Day 6 – Summit Day

We were successful.  We woke up at 11 PM.  Moving at midnight.  On top at 5:15 AM.  Back at camp at 8 AM.  We then packed up and descended another 5000 vertical feet arriving at the Mweka camp (10,000’) in the deep rain forest at noon.  The crew then served us lunch.  The heavy rains began at 1:30, and I slept until dinner.  Somehow Dan managed to stay awake this afternoon… I don’t how he did it… that’s a superpower… a completely pointless and bordering on useless superpower.

Yesterday, we had the pow-wow for the summit day plans.  “How long do you think it will take us to get to the summit?”  “For you… 5 hours”.   What time should we leave?  “Midnight”.  “Won’t that get us to the summit in the dark?” “Yes”.  Can we start later so that we can be on the summit at dawn?”  “No”.  This went back and forth for a minute or two and brought back memories of Ama Dablam where I had the exact same conversation with my Sherpa, and when the dust settled we had the exact same result: we did it his way and summited really really early.

Here on Kilimanjaro, remember that all parties are guided.  Turns out that all guides start at midnight or earlier… we were actually in the late staring group.  When I stepped out of my tent at 11 PM, I could see a line of headlights already heading up.

If I look back on my life, I would say that more often than not, the night before a big climb I don’t get much sleep.   I toss and turn and think too much.  Last night, I slept soundly.  The alarm had to wake me up.  And then something even better happened: I was able to take a big dump.  For those of you who haven’t been in my situation before, to take a big dump before a climb starting at midnight is mana from heaven.  It’s going to be a good day.

Oh, and I forgot to mention that there wasn’t a cloud in the sky.  Orion shone brightly directly overhead… much higher than we see it in Wyoming, and a bright gibbous moon
was just rising.  There was frost on the tent, but it wasn’t that cold.  I don’t have a thermometer with me but I would guess high twenties/low thirties.

With everything lining up in our favor, we entered the conga line of climbers.  The trail started rocky, with some easy scrambling, but then was mostly a steep packed dirt path that was in pretty good shape.  If you stepped off the path the ground was very loose, and that made it hard to pass people, but the trail was easy cruising.

We quickly discovered that our plodding pace was faster than most of the other people on the trail.  Every single party was book-ended by guides.  In our case, Romli set the pace, with Dan and I in the middle, and David bringing up the rear.  Not a single guided party stepped aside for us.  We could hear Romli talk in Swahili to the other guides, but said talk had no practical result.  Rather, when it looked like we could pass, Romli would say “are you ready?” And we would then sprint up a switchback cutoff to get ahead.  Something like this would never happen in the US… guides in the US are much too nice.  Here, I sort of get it: a lot of the clients we passed were pushing themselves to the redline… we even watched a guy (sounded British) literally fall backwards and tumble down some rocks only 15 feet ahead of us (he claimed to be OK as we passed him).
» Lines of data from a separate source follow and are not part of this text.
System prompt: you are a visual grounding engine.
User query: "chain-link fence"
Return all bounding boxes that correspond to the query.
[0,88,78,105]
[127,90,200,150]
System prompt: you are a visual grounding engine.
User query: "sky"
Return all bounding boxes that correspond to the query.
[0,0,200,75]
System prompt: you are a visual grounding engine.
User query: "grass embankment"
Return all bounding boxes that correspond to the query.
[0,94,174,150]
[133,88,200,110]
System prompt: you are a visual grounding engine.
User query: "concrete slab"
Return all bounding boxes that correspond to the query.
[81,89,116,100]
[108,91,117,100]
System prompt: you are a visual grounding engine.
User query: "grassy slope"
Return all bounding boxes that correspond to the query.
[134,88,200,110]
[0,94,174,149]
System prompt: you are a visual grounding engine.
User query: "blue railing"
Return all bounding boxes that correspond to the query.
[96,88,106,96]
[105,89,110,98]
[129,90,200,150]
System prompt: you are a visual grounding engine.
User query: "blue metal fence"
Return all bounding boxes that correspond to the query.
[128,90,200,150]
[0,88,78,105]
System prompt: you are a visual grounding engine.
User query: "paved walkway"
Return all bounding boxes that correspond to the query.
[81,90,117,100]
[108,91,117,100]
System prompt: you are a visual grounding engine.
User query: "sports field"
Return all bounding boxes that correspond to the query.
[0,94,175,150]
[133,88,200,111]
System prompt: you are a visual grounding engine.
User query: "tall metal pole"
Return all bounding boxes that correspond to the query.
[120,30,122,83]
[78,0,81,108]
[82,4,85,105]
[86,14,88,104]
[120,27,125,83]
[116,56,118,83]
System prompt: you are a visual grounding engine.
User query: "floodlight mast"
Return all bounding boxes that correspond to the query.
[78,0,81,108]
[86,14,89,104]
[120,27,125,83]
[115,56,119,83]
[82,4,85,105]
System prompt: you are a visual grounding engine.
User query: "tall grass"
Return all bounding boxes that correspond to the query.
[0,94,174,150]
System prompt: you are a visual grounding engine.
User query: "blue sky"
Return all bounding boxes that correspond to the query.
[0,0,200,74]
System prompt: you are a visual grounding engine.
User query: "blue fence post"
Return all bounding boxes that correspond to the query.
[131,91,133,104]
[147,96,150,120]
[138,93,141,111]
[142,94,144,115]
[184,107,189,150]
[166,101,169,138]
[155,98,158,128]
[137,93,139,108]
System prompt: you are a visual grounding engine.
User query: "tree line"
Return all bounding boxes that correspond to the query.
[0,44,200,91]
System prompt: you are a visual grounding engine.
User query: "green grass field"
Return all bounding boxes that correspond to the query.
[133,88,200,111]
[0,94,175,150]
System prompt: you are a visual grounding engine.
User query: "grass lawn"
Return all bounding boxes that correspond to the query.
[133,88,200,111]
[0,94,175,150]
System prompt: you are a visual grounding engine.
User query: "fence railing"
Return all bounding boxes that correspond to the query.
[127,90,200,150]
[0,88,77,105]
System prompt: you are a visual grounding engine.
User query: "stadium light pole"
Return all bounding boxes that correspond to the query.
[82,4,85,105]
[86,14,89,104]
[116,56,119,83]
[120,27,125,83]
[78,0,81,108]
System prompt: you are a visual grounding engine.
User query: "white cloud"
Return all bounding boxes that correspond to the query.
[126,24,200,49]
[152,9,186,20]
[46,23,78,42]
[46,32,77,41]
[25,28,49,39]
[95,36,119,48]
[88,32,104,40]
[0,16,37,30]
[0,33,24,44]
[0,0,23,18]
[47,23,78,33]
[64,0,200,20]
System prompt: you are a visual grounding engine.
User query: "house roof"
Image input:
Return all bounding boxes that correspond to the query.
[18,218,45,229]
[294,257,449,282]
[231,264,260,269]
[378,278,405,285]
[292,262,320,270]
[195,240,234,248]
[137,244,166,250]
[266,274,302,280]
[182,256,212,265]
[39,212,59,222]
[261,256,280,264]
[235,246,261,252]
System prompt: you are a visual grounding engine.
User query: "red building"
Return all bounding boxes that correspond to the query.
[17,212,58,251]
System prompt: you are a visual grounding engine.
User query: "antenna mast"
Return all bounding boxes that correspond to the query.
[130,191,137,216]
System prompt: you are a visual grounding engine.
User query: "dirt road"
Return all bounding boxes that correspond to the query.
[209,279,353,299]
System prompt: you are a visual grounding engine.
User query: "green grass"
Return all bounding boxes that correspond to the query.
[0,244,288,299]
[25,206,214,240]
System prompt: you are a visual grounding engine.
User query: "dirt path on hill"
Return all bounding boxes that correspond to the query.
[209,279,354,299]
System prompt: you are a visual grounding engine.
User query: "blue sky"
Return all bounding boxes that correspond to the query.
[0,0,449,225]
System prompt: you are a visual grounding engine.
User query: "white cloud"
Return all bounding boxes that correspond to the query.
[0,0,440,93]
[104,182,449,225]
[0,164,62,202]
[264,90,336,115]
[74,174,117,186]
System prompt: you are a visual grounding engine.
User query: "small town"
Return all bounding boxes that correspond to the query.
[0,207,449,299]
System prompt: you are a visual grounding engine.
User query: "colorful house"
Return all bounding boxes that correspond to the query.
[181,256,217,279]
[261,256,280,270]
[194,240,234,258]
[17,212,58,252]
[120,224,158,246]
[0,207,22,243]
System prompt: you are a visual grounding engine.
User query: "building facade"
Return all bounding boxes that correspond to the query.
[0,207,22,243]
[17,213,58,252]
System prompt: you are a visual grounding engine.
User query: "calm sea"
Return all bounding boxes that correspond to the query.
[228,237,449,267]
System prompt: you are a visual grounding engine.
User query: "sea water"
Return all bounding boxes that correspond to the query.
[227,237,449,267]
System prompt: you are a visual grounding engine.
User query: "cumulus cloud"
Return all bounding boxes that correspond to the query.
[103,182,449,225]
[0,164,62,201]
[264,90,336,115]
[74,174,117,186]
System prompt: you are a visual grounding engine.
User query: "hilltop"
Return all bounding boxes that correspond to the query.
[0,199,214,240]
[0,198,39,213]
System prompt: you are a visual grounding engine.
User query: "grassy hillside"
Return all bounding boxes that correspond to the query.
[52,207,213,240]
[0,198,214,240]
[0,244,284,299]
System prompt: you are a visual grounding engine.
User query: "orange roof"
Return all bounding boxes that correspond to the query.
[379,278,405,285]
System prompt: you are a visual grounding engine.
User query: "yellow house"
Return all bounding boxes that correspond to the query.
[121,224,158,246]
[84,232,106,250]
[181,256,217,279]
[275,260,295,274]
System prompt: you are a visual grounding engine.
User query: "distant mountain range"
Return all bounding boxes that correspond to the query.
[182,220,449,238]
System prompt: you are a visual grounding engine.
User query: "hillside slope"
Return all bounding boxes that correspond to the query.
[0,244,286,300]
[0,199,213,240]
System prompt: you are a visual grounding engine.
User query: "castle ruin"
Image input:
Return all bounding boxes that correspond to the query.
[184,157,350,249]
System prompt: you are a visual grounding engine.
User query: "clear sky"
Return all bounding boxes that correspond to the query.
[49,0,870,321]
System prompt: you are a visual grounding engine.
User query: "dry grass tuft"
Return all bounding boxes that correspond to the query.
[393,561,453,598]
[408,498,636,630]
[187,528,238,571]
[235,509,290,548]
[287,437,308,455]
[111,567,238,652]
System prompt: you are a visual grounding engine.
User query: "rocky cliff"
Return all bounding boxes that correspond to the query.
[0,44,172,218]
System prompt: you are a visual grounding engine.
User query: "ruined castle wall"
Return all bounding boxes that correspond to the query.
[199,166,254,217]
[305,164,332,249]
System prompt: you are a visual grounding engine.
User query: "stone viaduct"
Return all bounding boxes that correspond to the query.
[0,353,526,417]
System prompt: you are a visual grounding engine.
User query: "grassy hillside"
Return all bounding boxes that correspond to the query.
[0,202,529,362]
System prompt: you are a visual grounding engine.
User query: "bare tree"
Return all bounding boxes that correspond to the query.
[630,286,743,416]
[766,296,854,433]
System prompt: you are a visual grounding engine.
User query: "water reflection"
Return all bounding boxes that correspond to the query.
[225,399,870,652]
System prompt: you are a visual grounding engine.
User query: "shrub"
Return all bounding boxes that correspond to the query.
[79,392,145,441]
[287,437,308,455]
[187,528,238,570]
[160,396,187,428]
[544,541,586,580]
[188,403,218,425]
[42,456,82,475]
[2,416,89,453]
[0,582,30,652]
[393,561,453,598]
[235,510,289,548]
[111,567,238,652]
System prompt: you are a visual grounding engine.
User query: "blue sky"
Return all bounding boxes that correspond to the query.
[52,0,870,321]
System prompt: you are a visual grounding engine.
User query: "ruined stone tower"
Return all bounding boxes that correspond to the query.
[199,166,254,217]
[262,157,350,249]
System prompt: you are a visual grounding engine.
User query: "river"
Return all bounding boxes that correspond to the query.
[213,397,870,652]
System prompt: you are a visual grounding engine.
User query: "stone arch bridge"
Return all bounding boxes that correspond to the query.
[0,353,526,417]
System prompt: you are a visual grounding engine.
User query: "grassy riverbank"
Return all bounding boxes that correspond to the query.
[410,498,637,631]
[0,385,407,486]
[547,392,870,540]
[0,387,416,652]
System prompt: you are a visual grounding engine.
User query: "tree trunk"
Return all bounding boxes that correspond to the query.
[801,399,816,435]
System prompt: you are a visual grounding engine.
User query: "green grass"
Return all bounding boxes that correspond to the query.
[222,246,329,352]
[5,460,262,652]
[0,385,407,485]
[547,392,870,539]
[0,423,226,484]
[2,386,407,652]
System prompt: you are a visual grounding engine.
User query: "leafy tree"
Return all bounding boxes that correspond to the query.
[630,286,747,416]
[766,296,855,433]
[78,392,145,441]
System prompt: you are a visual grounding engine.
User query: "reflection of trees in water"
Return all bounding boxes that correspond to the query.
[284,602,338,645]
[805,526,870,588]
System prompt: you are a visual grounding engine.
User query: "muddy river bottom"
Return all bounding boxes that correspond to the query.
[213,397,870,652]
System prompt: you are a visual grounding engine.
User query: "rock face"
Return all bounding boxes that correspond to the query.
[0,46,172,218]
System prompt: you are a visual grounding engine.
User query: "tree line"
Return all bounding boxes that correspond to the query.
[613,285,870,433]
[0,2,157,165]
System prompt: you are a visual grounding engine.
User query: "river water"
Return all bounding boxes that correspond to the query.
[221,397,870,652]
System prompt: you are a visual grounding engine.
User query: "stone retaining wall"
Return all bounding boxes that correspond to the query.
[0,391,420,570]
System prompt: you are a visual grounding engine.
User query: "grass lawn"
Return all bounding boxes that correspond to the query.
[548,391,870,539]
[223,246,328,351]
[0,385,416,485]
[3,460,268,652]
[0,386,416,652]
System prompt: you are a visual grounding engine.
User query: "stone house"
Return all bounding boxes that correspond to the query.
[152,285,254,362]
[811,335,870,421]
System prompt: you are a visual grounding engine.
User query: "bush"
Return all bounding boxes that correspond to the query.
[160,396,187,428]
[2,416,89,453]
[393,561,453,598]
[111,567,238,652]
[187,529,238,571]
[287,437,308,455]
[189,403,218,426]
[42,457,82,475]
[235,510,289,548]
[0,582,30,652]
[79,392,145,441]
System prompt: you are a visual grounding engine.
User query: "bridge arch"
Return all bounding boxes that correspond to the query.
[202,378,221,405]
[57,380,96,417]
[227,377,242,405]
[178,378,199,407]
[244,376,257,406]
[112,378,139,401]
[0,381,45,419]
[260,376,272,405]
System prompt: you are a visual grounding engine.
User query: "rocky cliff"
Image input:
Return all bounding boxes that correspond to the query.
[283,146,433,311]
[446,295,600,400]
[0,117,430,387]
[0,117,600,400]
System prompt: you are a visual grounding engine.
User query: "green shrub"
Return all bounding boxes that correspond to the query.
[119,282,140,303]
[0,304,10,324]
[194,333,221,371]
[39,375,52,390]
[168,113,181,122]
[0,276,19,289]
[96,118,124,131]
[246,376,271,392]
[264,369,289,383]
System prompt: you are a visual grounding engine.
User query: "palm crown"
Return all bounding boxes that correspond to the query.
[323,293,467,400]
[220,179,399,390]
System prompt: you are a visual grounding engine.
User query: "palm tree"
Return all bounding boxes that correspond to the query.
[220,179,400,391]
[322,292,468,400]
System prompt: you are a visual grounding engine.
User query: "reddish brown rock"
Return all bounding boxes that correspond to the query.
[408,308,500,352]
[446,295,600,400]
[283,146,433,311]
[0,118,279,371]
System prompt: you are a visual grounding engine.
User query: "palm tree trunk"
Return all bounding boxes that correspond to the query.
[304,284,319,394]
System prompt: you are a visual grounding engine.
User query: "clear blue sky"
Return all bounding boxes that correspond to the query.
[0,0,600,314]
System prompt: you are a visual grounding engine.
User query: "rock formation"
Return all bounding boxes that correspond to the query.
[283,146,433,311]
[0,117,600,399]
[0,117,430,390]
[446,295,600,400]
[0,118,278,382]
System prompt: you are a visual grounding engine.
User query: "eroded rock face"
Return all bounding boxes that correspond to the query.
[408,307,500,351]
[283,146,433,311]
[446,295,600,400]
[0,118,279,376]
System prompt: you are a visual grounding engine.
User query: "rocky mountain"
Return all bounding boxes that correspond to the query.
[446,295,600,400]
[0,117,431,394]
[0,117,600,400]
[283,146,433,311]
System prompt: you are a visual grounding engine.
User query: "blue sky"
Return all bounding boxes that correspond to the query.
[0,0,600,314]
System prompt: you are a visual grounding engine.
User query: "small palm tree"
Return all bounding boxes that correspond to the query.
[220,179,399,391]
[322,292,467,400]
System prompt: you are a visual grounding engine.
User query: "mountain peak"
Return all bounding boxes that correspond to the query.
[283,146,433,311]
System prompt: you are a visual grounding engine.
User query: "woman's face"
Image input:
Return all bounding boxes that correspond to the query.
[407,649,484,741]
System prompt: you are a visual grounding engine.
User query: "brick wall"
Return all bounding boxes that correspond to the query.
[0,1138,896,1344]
Many clients weren’t wearing packs at all.  While Kilimanjaro is the easiest big peak that I’ve ever been on, that lack of difficulty attracts people who couldn’t otherwise climb a big mountain, so I don’t begrudge them being there.  And if they stopped for every stronger party that wanted to pass, it would just make their day that much longer, and as it was, their day was going to be much longer than ours.

I don’t know how many people we passed, but it had to be close to a 100.  We weren’t going fast.  We were just plodding along.  We took breaks.  It didn’t feel rushed.  We put on more and more clothes the higher we got.  A wind from the south picked up.  At about 3 AM it clouded over (of course).  At 4 AM we were back in a cloud again.. this is familiar. 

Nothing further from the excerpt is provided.